New York State will partner with over 100 private companies, led by General Electric, in an American venture to develop next generation of SIC materials and processes, Governor Andrew Cuomo announced yesterday. Called the New York Power Electronics Manufacturing Consortium (NY-PEMC), the venture will invest over $500 million in the next five years.
The enterprise will be managed through the newly merged SUNY College of Nanoscale Science and Engineering (CNSE)/SUNY Institute of Technology (SUNYIT) campus based in Albany. GE will be a lead partner in the fab, housed at the CNSE Nano Tech complex (pictured above), which will develop and produce low cost, high performance 6in silicon carbide (SiC) wafers.
All NY-PEMC partner companies will have access to state-of-the-art 6in SiC tools and a baseline process flow, contributed by GE, where they can make their own enhancements in preparation for high volume, cost effective manufacturing. University researchers from around the state will also participate in the program. The idea is to use the state's nanotech facility to attract researchers and private companies to create a high-tech cluster in New York state.
"This partnership will create thousands of new jobs in Upstate New York, tapping into our highly trained workforce and existing centres of high tech research and development," said Cuomo. "With commitment from our partners, we are advancing New York's capability to compete in the international marketplace and make this state the place to develop and manufacture high tech materials.
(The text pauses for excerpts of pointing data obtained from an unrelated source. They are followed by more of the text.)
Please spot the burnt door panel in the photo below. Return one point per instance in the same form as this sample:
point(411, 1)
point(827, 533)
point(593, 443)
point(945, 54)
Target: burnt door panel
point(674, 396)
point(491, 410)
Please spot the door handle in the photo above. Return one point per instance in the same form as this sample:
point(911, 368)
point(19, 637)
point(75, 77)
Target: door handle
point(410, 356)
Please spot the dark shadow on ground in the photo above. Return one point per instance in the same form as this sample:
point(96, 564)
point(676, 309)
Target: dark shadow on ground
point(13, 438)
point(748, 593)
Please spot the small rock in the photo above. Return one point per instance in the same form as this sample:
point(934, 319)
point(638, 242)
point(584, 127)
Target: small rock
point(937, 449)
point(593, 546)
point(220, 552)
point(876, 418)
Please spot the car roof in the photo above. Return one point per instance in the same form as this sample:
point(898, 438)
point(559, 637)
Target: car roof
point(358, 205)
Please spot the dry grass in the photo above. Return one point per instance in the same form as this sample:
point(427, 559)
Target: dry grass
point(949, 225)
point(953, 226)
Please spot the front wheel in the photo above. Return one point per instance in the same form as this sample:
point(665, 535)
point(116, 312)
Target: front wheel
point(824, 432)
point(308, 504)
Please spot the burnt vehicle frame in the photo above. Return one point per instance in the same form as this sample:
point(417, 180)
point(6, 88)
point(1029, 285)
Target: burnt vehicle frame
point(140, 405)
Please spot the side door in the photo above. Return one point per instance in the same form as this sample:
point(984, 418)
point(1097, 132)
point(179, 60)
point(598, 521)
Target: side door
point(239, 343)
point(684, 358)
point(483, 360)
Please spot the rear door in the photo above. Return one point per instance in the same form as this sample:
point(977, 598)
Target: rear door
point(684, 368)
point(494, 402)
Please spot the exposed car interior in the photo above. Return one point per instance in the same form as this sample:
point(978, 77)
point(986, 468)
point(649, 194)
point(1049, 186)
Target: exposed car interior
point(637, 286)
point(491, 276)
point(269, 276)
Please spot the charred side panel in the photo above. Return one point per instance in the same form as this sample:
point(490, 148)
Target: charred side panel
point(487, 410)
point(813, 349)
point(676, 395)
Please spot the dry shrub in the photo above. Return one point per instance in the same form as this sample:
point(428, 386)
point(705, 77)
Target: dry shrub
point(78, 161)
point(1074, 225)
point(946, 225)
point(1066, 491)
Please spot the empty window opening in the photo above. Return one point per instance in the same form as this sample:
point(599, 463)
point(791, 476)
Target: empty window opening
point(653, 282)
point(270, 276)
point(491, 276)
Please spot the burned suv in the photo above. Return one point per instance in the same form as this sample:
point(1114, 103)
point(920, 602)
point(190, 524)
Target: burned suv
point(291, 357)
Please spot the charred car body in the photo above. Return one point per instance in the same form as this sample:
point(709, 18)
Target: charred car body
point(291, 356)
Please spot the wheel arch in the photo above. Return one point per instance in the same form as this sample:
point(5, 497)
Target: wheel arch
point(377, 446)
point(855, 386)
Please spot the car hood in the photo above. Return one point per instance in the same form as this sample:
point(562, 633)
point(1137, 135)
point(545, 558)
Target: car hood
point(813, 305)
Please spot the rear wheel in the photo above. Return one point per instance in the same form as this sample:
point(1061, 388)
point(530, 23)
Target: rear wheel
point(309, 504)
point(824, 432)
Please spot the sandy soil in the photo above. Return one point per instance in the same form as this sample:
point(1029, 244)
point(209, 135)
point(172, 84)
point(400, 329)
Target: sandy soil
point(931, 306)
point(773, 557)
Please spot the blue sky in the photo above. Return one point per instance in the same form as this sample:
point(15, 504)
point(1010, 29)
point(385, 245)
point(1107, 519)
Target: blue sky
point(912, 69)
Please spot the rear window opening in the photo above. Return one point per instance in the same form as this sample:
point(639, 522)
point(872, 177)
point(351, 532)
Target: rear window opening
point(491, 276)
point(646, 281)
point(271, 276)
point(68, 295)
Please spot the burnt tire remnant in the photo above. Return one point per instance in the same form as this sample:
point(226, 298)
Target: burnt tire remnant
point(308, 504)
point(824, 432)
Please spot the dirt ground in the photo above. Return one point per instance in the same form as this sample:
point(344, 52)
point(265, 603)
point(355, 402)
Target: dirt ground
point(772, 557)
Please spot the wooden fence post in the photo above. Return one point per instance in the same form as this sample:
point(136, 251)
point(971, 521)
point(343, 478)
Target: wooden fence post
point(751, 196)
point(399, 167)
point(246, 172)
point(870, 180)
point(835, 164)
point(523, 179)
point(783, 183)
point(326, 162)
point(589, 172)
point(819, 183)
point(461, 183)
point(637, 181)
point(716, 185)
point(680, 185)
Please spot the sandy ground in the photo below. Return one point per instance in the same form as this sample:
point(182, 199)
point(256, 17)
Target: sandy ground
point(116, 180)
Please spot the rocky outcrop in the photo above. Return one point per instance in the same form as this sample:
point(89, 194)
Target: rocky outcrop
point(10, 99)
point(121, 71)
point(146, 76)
This investment and partnership today will utilise the workforce of tomorrow, creating jobs and increasing long-term investments in New York State."
The partnership is enabled by the START-UP NY tax free initiative, in addition to $135 million in New York State funds provided to CNSE for the establishment of the NY-PEMC facilities, which will attract $365 million in private funds and know-how to support personnel, equipment and process flow, tool installation, facilities and materials for a total five-year investment of $500 million.